NIH-funded research Univ of North Carolina Chapel Hill · NIH-10934541

This study is all about improving how a center works to understand and regulate tobacco use, so that different research projects can work together better, ultimately helping to create fairer tobacco policies that can benefit everyone’s health.

Quick facts

Grant typeNIH-funded research
Study typeNIH-funded research
Funding institutionUniv of North Carolina Chapel Hill NIH-funded
Lab location1 site (Chapel Hill, United States)
Project IDNIH-10934541 on NIH RePORTER

What this research studies

This research focuses on enhancing the administrative and operational framework for a center dedicated to tobacco regulatory science. It aims to foster collaboration among various research projects and cores, ensuring that efforts are integrated and effectively managed. The core will also work to address health disparities related to tobacco use and promote the dissemination of research findings to inform tobacco policy. Patients may benefit from improved tobacco regulations and policies that arise from this coordinated research effort.
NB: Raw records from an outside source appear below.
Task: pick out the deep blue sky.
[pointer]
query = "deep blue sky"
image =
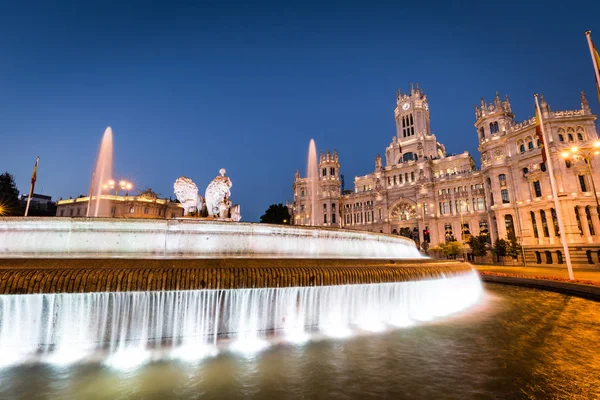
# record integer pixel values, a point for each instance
(189, 88)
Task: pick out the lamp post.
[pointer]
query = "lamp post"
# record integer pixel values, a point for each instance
(585, 153)
(422, 207)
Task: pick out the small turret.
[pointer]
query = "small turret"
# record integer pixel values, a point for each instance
(493, 118)
(585, 106)
(544, 107)
(378, 163)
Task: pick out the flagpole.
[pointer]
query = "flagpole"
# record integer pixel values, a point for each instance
(33, 178)
(561, 227)
(87, 214)
(588, 35)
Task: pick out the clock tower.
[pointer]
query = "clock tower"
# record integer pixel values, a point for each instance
(414, 140)
(412, 115)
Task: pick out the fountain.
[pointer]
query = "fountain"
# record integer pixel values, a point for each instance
(103, 172)
(312, 173)
(131, 290)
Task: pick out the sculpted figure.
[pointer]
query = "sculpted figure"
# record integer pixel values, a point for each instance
(235, 213)
(186, 192)
(217, 192)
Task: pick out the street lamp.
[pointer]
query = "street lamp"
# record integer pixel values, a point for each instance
(422, 207)
(585, 153)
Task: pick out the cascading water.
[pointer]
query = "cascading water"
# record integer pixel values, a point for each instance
(134, 326)
(312, 173)
(103, 172)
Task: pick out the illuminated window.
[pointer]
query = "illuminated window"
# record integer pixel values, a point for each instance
(504, 195)
(533, 224)
(537, 188)
(582, 183)
(544, 223)
(555, 221)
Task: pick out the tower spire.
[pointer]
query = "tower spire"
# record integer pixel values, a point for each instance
(585, 106)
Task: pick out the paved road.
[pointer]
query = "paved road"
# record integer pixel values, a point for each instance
(587, 274)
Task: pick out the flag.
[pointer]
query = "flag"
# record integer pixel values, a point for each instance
(34, 175)
(538, 132)
(597, 66)
(595, 61)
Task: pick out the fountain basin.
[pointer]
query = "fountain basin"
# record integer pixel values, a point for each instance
(29, 276)
(189, 238)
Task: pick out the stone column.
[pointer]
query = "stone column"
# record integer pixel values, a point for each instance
(595, 221)
(584, 225)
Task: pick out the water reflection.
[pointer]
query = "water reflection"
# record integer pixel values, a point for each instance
(521, 343)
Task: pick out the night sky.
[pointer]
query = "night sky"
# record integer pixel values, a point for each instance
(189, 88)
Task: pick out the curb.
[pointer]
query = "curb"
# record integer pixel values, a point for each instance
(573, 289)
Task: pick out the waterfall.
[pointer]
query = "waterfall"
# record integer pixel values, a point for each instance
(126, 327)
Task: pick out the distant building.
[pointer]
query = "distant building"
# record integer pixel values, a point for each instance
(145, 205)
(424, 193)
(40, 205)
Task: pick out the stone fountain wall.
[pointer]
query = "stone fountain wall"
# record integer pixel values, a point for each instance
(189, 238)
(28, 276)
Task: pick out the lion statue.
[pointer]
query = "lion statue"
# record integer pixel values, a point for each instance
(187, 194)
(216, 193)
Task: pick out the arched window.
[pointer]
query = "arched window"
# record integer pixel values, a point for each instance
(533, 224)
(508, 223)
(555, 221)
(588, 216)
(588, 254)
(544, 223)
(578, 219)
(568, 163)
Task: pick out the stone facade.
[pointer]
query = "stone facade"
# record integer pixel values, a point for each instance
(423, 191)
(146, 205)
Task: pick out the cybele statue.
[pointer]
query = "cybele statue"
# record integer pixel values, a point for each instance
(216, 203)
(217, 195)
(186, 192)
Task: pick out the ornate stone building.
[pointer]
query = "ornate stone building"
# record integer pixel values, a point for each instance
(423, 192)
(146, 205)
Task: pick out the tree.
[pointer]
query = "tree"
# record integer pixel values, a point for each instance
(513, 247)
(9, 195)
(478, 245)
(276, 214)
(500, 248)
(452, 249)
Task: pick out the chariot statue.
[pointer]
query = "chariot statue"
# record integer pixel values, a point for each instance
(217, 195)
(187, 194)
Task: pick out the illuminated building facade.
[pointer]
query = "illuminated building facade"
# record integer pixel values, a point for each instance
(420, 191)
(146, 205)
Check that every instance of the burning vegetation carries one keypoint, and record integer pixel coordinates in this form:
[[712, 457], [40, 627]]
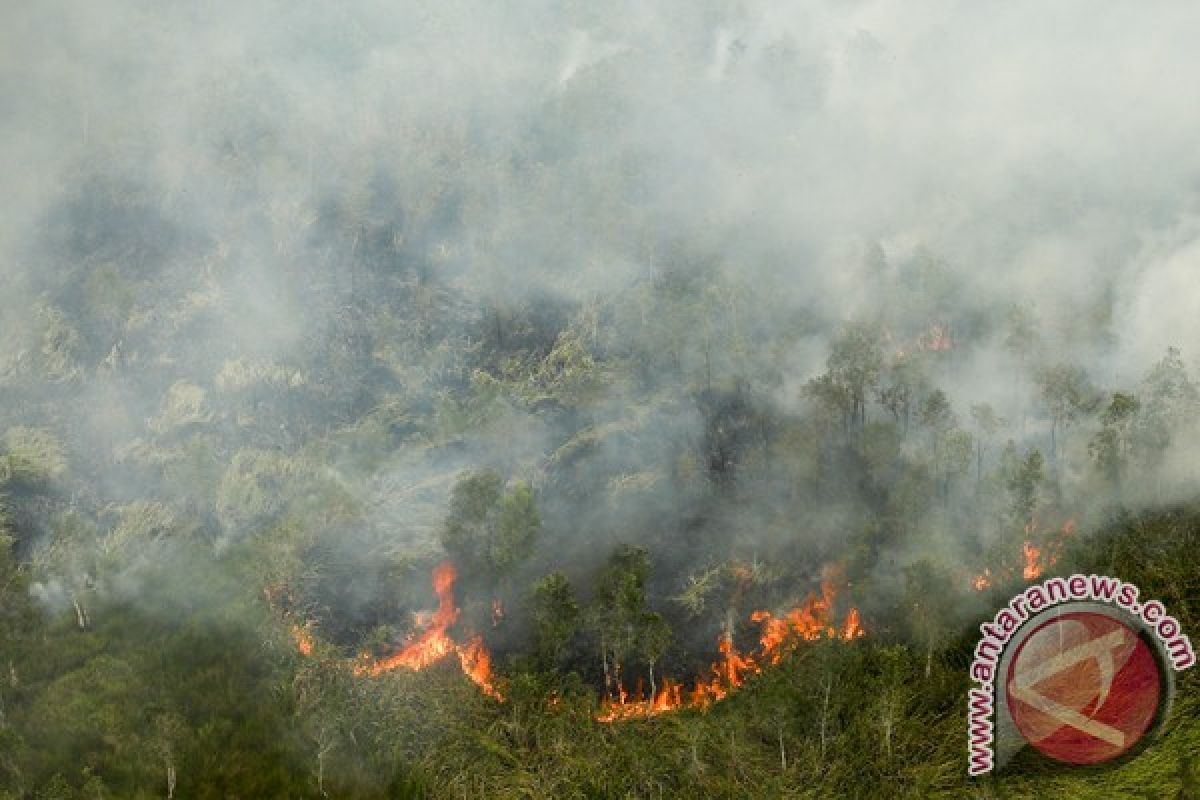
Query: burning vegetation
[[1039, 553], [814, 619]]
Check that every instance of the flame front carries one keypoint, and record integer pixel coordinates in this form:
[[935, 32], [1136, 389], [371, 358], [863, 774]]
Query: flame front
[[435, 643], [304, 639], [809, 621]]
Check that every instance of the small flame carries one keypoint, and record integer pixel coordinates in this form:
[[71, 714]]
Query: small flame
[[982, 582], [809, 621], [304, 639], [433, 644], [1032, 554], [937, 338]]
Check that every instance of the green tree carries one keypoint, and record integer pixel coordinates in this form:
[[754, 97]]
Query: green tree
[[556, 617], [1111, 445]]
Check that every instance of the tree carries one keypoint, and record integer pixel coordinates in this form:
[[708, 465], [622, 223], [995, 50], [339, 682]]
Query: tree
[[619, 609], [987, 425], [489, 531], [855, 364], [1024, 483], [1067, 394], [1169, 403], [654, 639], [1111, 445], [556, 615]]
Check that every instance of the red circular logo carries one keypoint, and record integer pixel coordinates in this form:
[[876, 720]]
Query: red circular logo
[[1084, 687]]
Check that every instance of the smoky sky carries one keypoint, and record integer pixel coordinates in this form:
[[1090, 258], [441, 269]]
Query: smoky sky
[[1044, 152]]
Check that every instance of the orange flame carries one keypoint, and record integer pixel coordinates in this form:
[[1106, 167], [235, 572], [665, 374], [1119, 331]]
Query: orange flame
[[433, 644], [937, 338], [811, 620], [1032, 569], [982, 582], [304, 639]]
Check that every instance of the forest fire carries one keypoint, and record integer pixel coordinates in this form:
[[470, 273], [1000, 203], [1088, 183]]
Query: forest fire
[[809, 621], [1036, 559], [433, 644], [303, 638]]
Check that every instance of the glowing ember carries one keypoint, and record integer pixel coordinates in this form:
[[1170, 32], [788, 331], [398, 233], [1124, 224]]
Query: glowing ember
[[982, 582], [304, 639], [811, 620]]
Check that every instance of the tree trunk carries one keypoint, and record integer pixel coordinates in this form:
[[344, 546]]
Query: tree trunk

Who could benefit from this research

Good fit: Ideal candidates for benefiting from this research include individuals affected by tobacco use and related health disparities.

Not a fit: Patients who do not use tobacco or are not affected by tobacco-related health disparities may not receive direct benefits from this research.

Why it matters

Potential benefit: If successful, this research could lead to more effective tobacco regulations that reduce health disparities and improve public health outcomes.
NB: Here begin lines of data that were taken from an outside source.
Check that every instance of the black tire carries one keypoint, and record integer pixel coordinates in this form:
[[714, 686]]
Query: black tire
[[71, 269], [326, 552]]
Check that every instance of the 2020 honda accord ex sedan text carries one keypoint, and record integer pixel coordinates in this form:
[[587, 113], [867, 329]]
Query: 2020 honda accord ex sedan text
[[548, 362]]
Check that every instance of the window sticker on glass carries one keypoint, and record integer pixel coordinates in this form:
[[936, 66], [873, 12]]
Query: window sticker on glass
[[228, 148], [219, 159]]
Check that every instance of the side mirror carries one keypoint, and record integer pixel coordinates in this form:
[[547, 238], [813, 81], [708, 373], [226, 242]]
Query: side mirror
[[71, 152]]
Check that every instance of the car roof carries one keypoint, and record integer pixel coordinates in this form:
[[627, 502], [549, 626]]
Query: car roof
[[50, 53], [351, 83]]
How similar studies have performed: Other research initiatives focused on tobacco regulation and health disparities have shown promise, indicating that this approach is grounded in prior successful efforts.
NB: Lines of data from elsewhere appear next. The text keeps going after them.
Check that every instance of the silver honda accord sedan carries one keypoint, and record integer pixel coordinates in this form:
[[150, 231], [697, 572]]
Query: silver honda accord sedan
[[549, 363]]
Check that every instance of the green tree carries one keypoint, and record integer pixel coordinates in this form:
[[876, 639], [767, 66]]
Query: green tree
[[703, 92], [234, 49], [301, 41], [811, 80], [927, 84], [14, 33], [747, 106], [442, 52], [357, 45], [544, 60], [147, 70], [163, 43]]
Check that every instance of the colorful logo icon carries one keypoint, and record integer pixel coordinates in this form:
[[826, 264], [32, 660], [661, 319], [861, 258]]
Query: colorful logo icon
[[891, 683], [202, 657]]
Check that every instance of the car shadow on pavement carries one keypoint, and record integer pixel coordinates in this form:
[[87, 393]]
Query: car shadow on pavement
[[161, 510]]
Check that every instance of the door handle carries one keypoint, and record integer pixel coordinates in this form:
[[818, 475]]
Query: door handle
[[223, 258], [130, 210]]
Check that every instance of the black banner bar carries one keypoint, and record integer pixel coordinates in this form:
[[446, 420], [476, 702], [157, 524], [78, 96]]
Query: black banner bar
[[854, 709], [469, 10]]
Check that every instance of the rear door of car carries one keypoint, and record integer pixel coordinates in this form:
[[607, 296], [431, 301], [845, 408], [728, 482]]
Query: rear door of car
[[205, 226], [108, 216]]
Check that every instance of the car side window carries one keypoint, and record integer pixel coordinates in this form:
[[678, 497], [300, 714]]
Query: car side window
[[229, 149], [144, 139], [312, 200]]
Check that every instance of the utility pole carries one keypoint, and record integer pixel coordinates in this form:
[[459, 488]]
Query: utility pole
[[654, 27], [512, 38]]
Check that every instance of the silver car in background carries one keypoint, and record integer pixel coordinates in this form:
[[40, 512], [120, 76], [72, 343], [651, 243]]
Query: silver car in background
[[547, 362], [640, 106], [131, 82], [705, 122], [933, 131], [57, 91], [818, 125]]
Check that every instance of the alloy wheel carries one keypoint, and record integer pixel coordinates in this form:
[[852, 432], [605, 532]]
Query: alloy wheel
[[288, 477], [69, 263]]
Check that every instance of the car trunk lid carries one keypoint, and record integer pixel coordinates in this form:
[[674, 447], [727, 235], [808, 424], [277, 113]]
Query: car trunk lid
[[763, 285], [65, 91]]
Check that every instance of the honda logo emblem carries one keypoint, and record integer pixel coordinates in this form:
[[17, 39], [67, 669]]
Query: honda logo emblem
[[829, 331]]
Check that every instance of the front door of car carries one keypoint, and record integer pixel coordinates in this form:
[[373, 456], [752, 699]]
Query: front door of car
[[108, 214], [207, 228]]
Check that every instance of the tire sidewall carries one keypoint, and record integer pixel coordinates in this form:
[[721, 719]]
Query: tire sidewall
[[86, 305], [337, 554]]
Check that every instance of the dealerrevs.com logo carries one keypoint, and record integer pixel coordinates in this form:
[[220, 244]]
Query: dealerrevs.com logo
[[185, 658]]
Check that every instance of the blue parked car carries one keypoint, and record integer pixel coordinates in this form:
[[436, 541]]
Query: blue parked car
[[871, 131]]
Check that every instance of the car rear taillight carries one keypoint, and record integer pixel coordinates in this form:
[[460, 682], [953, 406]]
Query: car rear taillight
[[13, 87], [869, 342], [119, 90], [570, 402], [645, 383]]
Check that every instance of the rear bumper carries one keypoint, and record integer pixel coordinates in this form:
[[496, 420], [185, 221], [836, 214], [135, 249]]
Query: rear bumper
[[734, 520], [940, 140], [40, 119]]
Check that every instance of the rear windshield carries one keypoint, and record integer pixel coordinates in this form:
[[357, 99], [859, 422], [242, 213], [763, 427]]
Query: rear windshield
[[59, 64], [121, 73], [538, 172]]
Where this research is happening

Chapel Hill, United States

Researchers

About this research

  1. This is an active NIH-funded research project — typically early-stage science, not a clinical trial accepting patient enrollment.
  2. Some NIH-funded labs run parallel clinical studies or seek volunteers for related work. To check, contact the principal investigator or institution listed above.
  3. For full project details, budget, and progress reports, visit the official NIH RePORTER page below.
Last reviewed 2026-06-13 by the Find a Trial editorial team. Information on this page is for educational purposes and is not medical advice. Always consult qualified healthcare professionals about clinical trial participation.